Background: The hypomethylating agent azacitidine (azaC) which can reverse epigenetic silencing, is the first agent demonstrated to alter the natural history of MDS and improve survival in higher-risk patients (Silverman JCO 2002, Fenaux Blood 2007). AzaC also produces comparable rates of response in patients with non-proliferative AML and appears to affect survival (Silverman JCO 2006). Time to response is slow with single agent azaC, requiring a median of 3 to 4 cycles to initial response and the CR + PR rates ranges from 7 to 27%. Vorinostat, a histone deacetylase inhibitor (HDACI) which inhibits class I and II HDAC, has demonstrated single agent activity in patients with MDS and AML with responses of 25% (Garcia-Manero Blood 2006). In vitro the 2 agents are synergistic in reactivating epigenetically silenced genes. The effect is sequence dependent requiring exposure to the hypomethylating agent first followed by the HDACI. This study was designed to test the safety of the combination and to determine the response rate and effects on the MDS/AML clone.

Methods: In the phase I component eligible patients were entered into one of eight cohorts with the combination of vorinostat and azaC in a 3+3 dose escalating de-escalating design (see table).

Results: As of the data cut for this submission 21 patients are evaluable for toxicity and response. Accrual to all 8 cohorts has been completed, full data will be available for the meeting. Among the 28 patients entered: 20 have MDS and 8 AML with median age 68. Responses among evaluable patients have occurred in 18 of 21 (86%); 9 CR, 2 CRi, (CR+CRi=53%) 7 HI, 2 SD. Median time to response is 2 cycles. Among patients with high risk MDS and AML 10/12 (83%) responded (5CR, 1CRi, 4 HI). Responses including CR occurred, but in 57% of patients the abnormal MDS/AML clone persisted, suggesting a modulating effect of the combination on the clone. A total of 171 cycles have been administered, range 1 to 17 with a mean 5 cycles. Eight patients have come off study for progression (1); relapse (2); co-morbidities (2); or consent withdrawal (3). No grade 3 or 4 non-hematologic toxicities in cycle 1 were observed. Grade 2 fatigue occurred during cycle 1 in 89% of patients in cohorts 2, 3 and 4. Grade 2 anorexia and fatigue occurred in cycle 1 in 31.6% and 57.9% of patients, respectively. The fatigue correlates with the scheduled duration of vorinostat administration with 14 days vorinostat (cohorts 1–4) associated with grade 2 and 7 days (cohorts 5–7) producing grade 1. Some suggestion of cumlative fatigue (grade 3) occurred in cycles 2 and beyond in cohorts 1, 3 and 4 with 14 days of vorinostat. However it did not result in discontinuation of therapy. Correlative biologic studies are underway.

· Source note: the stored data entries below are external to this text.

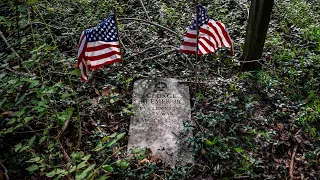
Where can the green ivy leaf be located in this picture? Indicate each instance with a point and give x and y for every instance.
(24, 148)
(86, 158)
(84, 173)
(17, 147)
(42, 139)
(32, 140)
(108, 168)
(120, 135)
(238, 150)
(123, 164)
(104, 177)
(110, 143)
(35, 159)
(32, 168)
(76, 72)
(34, 83)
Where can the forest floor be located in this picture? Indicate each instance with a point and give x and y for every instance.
(261, 124)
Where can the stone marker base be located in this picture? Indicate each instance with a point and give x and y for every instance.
(162, 112)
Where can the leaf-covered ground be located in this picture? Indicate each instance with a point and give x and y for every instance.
(246, 125)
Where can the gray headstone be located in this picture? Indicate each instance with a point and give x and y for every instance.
(162, 114)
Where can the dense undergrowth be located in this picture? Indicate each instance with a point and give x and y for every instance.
(249, 125)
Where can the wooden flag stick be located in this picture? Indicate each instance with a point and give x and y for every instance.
(197, 47)
(122, 60)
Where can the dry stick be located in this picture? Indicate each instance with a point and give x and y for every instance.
(197, 46)
(152, 23)
(157, 56)
(14, 51)
(148, 49)
(145, 11)
(104, 162)
(292, 162)
(122, 60)
(5, 171)
(69, 79)
(20, 73)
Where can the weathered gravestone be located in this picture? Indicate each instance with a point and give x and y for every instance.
(162, 110)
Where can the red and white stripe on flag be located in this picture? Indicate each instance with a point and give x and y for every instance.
(212, 36)
(82, 64)
(94, 55)
(100, 53)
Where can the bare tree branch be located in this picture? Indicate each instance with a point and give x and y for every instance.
(14, 51)
(145, 11)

Conclusion: The combination of azaC and vorinostat can be safely combined, is well tolerated in repetitive cycles and is active in both lower and higher risk/AML patients with an OR and CR rate superior to azaC alone. AzaC at a dose of 55 mg/m2 appears to be optimal for combination. The phase II study will utilize an optimization design to further identify the optimal biologic/epigenetic effects among the three vorinostat schedules of 3, 7 or 14 days when combined.